Has anyone have a similar problem and hopefully a possible solution?

Thanx


----------



## lhvetinari (Jun 24, 2019)

ScSmitty said:


> After many years of good service, my Bolt 3TB drive died (all LED'd flashing)... so I purchased a slightly smaller drive (Seagate BarraCuda 2TB 2.5 Inch SATA 6Gb/s 5400 RPM (ST2000LM015)) and the mechanical replacement/swap went without a problem... but there's where it went awry...
> Upon restarting the Bolt, and hoping for an easy format, the system stalls at the STARTING UP screen forever. It seems that my software must be updated to TE4 level and I cannot figure any way to downgrade to a version (TE3) that may allow for this drive to be used... [System won't start with either old[bad] or new drive].
> 
> Has anyone have a similar problem and hopefully a possible solution?
> ...


You bought an SMR drive that is not compatible with TE4, and is not recommended for use, period.
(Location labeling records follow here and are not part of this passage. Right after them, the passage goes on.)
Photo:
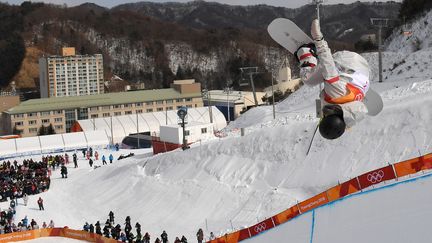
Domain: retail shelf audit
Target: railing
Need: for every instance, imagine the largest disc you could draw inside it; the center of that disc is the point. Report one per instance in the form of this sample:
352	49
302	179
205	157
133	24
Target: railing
359	183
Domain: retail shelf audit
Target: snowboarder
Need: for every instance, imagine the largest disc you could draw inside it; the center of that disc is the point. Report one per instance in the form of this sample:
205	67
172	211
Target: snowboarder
164	237
200	236
111	216
147	238
346	80
40	203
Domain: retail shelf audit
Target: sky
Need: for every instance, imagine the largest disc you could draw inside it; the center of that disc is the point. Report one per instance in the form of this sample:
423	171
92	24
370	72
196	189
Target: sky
282	3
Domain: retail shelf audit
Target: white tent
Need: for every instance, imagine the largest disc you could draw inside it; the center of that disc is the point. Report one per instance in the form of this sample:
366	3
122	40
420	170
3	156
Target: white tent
121	126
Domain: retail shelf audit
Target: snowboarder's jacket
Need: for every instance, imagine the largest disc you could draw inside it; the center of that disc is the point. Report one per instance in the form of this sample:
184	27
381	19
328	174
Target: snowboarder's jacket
346	80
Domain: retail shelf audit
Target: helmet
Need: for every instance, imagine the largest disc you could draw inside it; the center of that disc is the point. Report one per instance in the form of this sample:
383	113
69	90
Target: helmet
332	126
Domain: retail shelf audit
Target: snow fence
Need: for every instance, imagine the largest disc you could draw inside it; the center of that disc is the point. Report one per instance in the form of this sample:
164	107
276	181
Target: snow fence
56	232
359	183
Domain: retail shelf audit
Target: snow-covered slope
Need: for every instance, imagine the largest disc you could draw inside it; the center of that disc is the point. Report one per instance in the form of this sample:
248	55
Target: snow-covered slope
235	181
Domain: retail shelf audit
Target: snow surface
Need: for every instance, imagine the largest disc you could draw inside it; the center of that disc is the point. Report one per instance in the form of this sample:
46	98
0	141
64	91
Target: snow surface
233	182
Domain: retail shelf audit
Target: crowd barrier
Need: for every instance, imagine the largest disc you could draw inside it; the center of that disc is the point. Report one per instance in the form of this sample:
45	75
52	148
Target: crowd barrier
371	178
56	232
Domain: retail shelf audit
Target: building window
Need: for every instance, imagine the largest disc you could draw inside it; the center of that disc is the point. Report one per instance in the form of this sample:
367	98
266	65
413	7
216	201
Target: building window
33	130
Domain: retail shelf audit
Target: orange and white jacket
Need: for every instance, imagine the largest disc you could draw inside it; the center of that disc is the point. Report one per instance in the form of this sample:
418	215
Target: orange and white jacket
346	81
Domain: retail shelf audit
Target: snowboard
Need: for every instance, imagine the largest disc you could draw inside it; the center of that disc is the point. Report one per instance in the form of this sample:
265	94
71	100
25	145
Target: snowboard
287	34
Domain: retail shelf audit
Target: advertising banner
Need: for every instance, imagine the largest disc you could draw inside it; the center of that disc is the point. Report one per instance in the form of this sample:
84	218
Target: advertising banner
313	202
261	227
413	166
286	215
376	176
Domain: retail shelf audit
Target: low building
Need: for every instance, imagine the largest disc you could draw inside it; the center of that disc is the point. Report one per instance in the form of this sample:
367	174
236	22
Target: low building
232	104
62	112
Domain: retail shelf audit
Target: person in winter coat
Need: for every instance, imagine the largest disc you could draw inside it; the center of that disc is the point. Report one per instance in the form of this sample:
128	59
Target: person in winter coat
63	171
91	228
200	235
111	217
25	199
164	237
146	238
75	159
40	203
346	80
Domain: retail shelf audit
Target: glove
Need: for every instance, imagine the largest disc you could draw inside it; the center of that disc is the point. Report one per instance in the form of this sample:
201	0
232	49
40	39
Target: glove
316	30
306	55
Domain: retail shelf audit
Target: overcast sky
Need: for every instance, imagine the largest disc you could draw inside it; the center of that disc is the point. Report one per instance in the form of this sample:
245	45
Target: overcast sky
111	3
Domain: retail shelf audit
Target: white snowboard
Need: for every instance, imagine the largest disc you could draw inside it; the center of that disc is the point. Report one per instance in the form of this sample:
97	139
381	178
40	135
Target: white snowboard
287	34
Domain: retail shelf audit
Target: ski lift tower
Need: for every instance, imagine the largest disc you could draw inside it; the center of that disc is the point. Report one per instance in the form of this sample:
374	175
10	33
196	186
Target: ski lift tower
317	3
380	23
251	71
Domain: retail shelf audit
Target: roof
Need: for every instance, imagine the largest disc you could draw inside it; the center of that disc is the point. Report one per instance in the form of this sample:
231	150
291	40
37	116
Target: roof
73	102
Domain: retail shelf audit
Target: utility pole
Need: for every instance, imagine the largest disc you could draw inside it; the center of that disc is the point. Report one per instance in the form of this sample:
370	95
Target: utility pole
274	109
228	90
251	71
380	23
137	131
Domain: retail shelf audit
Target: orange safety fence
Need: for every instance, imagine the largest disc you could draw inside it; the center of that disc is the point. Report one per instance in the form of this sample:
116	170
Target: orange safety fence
57	232
390	172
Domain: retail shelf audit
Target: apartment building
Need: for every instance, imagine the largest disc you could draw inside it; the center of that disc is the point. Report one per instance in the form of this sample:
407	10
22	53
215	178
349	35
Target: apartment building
71	74
62	112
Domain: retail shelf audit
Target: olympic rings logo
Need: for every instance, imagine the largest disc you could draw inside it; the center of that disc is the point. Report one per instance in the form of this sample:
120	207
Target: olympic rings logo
260	228
376	176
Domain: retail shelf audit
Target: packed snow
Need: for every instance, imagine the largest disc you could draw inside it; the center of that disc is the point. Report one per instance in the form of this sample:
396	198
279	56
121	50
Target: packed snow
233	182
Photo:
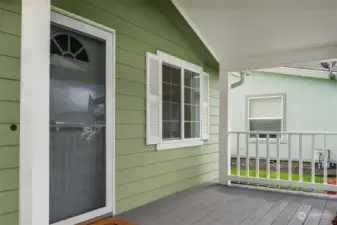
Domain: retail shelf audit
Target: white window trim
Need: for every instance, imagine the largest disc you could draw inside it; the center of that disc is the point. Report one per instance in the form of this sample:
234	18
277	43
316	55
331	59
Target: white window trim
181	143
282	118
34	132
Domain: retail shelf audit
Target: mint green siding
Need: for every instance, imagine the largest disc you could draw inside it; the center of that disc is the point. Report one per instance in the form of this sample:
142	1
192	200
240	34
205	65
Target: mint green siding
142	174
310	107
9	110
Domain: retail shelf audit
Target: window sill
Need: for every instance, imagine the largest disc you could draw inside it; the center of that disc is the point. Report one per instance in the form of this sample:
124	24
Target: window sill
178	144
272	141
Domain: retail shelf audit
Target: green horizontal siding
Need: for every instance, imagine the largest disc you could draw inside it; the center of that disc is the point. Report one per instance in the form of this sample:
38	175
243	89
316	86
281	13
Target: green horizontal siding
9	202
11	218
143	175
9	110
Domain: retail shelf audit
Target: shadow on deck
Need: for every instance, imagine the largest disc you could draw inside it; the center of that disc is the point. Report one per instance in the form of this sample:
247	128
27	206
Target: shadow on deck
212	204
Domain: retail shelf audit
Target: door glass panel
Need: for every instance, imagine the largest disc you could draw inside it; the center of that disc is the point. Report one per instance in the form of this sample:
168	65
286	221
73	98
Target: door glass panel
77	124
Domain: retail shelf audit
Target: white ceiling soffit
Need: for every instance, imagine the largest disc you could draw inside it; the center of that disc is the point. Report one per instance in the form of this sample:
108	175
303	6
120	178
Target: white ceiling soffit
264	33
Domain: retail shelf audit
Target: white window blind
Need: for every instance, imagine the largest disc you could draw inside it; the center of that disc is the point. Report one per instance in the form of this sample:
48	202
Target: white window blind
177	111
153	99
270	107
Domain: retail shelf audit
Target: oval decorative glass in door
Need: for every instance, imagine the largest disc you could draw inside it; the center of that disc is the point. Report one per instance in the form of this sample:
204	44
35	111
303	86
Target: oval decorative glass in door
77	124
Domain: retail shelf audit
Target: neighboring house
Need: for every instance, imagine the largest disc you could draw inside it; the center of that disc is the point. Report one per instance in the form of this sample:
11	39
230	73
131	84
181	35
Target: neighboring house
300	98
133	112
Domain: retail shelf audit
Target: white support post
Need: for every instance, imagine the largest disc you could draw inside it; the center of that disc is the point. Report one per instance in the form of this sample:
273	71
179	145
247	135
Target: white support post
224	140
34	113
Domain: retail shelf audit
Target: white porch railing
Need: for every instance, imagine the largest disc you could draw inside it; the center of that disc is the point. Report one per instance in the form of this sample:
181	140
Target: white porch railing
285	147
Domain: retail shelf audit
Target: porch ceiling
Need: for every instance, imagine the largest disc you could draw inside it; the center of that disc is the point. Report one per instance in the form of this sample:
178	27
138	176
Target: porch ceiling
256	33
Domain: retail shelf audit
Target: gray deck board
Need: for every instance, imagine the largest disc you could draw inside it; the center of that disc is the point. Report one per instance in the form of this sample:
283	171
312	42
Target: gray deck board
329	212
212	204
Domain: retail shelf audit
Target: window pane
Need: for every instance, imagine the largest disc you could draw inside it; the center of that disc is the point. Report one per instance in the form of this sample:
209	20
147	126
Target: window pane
175	93
171	102
175	76
171	130
265	107
166	92
266	126
166	74
192	129
192	113
192	79
192	104
175	112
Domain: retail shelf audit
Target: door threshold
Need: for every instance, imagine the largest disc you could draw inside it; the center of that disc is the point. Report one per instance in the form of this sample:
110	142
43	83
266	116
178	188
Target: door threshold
106	221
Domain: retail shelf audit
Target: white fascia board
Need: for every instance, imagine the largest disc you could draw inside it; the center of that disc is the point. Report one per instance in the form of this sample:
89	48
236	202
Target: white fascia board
297	72
194	27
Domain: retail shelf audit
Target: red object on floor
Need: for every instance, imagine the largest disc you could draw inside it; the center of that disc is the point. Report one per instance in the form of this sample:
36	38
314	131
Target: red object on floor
334	222
332	181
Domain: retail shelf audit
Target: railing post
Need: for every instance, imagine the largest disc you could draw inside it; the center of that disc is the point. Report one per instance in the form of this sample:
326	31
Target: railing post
290	171
257	158
300	161
313	160
224	127
325	161
268	156
238	162
247	155
278	157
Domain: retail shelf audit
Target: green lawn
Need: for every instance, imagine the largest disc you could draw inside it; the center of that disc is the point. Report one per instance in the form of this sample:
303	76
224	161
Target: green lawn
283	176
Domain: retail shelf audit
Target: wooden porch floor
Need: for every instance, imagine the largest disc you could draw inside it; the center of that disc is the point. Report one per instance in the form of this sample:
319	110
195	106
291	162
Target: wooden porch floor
212	204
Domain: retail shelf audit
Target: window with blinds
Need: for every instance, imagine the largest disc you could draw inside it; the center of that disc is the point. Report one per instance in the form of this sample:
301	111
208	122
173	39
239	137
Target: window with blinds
177	113
266	114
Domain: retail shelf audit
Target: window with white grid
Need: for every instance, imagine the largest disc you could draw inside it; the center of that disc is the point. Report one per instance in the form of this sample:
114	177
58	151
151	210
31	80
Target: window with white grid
178	109
266	114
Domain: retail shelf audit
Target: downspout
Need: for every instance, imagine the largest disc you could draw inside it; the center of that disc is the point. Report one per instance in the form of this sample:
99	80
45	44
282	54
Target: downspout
242	79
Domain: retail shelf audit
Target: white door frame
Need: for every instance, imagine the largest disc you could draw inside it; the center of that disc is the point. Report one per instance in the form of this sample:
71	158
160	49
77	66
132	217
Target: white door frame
34	109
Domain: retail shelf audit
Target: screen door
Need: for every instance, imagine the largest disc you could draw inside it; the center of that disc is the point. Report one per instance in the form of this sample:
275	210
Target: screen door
77	123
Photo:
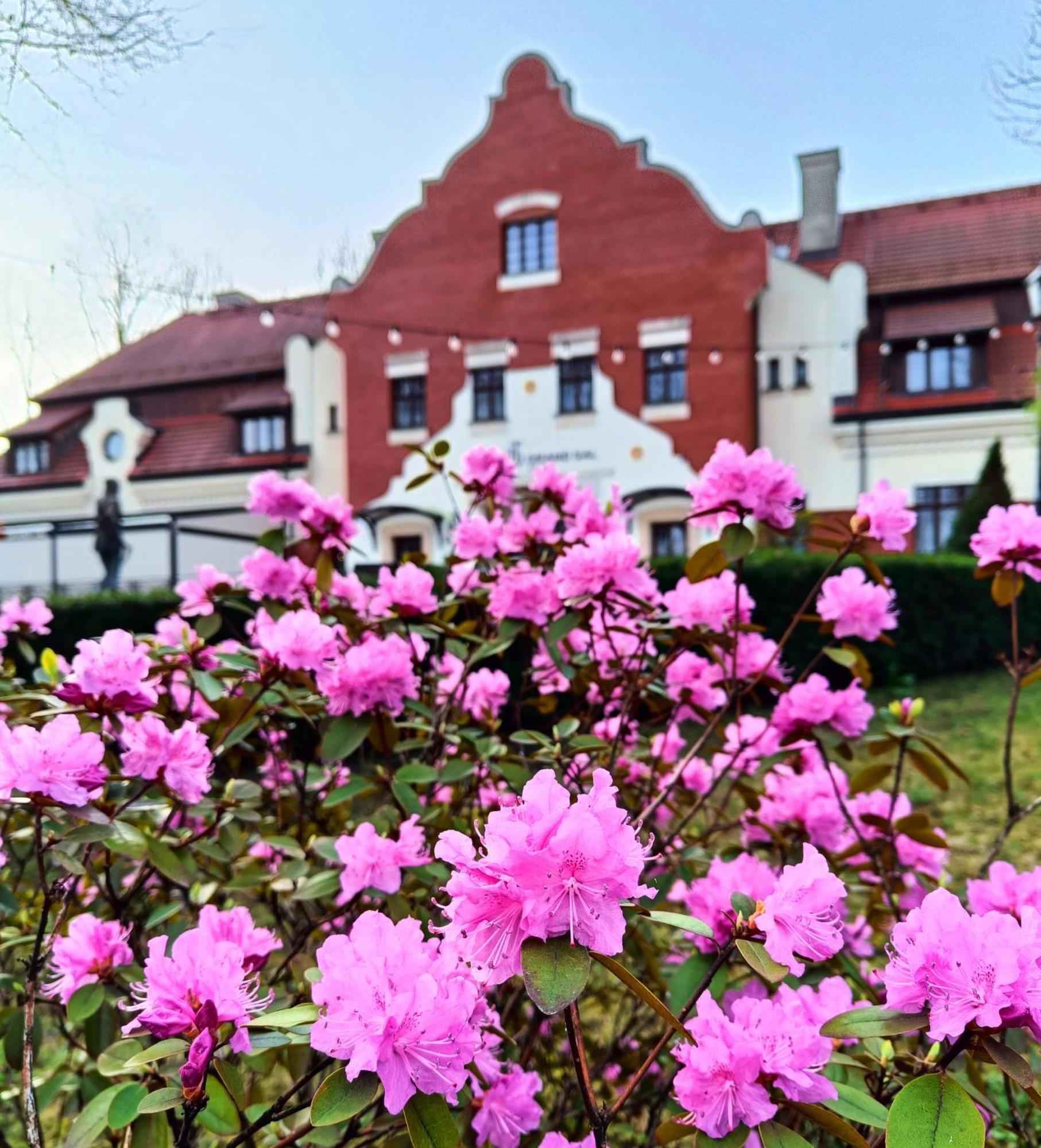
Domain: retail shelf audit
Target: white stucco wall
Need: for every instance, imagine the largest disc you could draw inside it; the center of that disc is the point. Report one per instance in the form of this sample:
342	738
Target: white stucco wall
603	447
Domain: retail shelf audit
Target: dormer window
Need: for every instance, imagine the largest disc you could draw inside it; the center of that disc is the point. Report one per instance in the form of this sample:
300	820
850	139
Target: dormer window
530	246
33	457
262	435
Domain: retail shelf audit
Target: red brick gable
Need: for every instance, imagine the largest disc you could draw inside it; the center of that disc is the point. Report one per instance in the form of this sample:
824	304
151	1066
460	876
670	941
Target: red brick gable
636	243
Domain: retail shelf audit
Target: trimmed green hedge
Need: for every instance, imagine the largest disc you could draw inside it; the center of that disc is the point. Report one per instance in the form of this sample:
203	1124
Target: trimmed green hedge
948	622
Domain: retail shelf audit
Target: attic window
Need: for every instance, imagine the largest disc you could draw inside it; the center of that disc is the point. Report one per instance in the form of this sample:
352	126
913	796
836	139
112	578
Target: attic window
33	457
261	435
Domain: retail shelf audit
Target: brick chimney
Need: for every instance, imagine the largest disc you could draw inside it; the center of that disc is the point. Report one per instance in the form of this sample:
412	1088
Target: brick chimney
821	226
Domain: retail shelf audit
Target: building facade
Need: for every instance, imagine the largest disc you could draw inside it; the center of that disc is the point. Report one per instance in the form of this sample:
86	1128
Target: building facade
558	296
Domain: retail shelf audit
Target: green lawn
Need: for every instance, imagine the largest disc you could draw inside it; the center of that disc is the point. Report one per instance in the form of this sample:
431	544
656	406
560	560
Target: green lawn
968	713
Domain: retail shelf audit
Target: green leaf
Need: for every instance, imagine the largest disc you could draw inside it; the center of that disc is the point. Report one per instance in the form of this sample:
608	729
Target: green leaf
777	1136
86	1003
89	1128
757	959
857	1106
873	1021
1009	1061
737	541
220	1115
555	972
682	921
159	1052
338	1099
641	991
343	736
168	863
285	1018
160	1100
430	1123
934	1111
125	1106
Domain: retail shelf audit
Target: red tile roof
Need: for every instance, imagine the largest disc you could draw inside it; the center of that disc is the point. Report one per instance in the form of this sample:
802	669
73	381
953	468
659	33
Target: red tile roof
964	239
945	317
203	444
50	420
223	344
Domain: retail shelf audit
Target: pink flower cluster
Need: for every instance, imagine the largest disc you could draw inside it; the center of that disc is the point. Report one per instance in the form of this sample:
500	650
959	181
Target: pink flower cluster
883	515
733	484
207	980
399	1006
968	968
370	860
57	762
88	955
1009	539
548	867
756	1043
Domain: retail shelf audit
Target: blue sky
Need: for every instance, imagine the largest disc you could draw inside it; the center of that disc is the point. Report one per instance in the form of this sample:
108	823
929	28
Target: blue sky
295	123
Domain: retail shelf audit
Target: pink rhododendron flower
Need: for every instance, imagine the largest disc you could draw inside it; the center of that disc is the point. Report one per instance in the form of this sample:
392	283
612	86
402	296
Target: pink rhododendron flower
1010	538
32	617
179	758
883	515
331	521
397	1005
268	576
370	860
377	673
278	499
548	868
1005	890
802	916
110	674
508	1108
605	563
857	607
58	762
523	592
710	603
407	592
815	703
485	694
89	953
197	594
298	640
489	472
708	898
733	483
237	926
202	984
964	967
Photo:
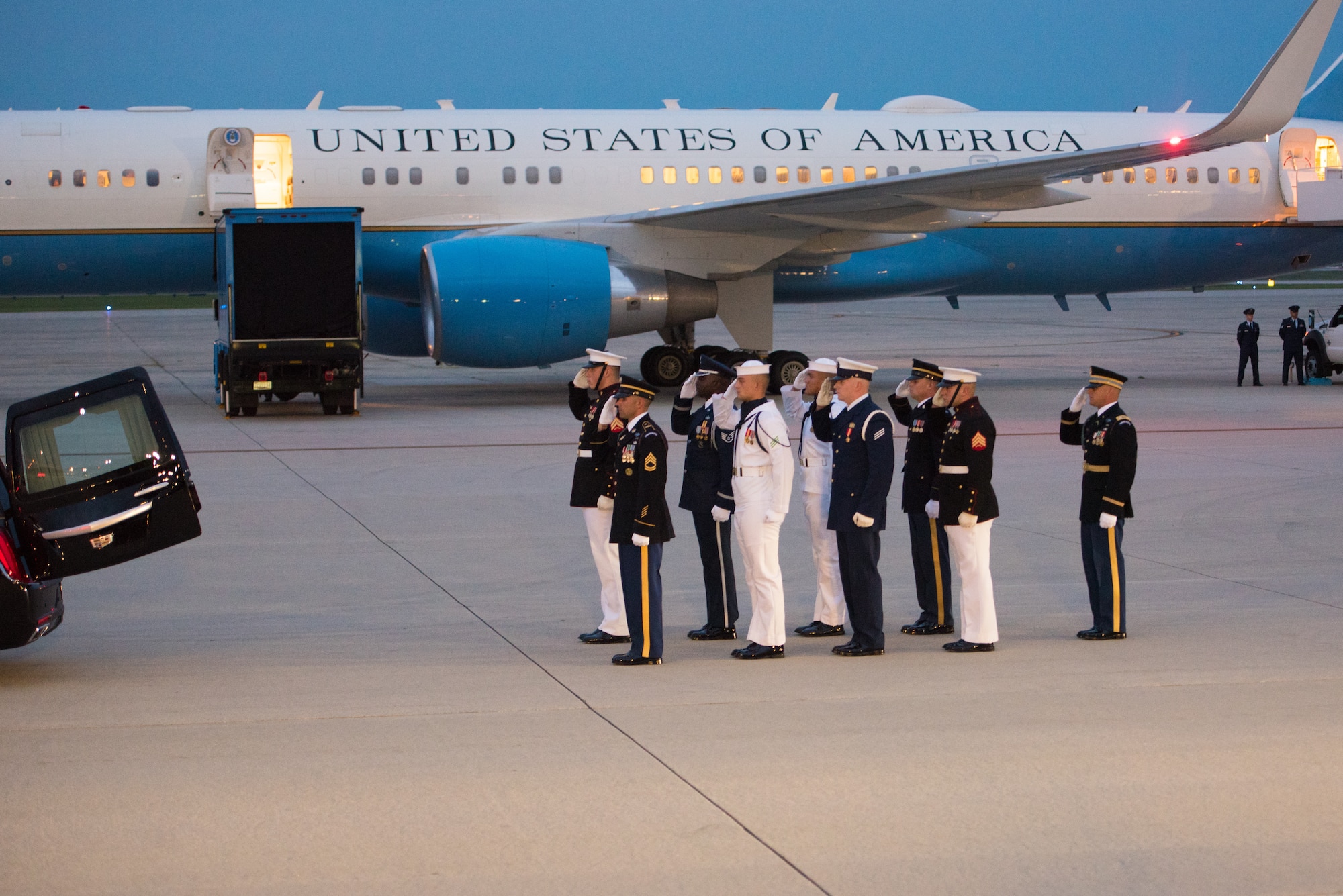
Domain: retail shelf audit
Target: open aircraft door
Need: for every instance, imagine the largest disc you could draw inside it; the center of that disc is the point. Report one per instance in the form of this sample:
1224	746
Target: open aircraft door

It could theoretically run in TE3 but it will likely lead to poor performance and premature failure. Return it.

You want an MQ03ABB200 Toshiba drive, (or the 3TB version if you can find it). Alternately, a WD Red Plus 3.5 drive in an enclosure, or just get one from WeaKnees.


----------



## ScSmitty (Apr 29, 2018)

lhvetinari said:


> You bought an SMR drive that is not compatible with TE4, and is not recommended for use, period. It could theoretically run in TE3 but it will likely lead to poor performance and premature failure. Return it.
> 
> You want an MQ03ABB200 Toshiba drive, (or the 3TB version if you can find it). Alternately, a WD Red Plus 3.5 drive in an enclosure, or just get one from WeaKnees.


Thank you... once I had clear direction I was able to fix the problem.... thanx again lhvetinari


----------



## wadehunnicutt (Apr 9, 2003)

Any luck on any drives for 3TB Internal? Can't find any of the listed models available. Surely something currently out there will work. Any other drives to be had? I really don't want to go down to a 2TB or external enclosure. Thanks.


----------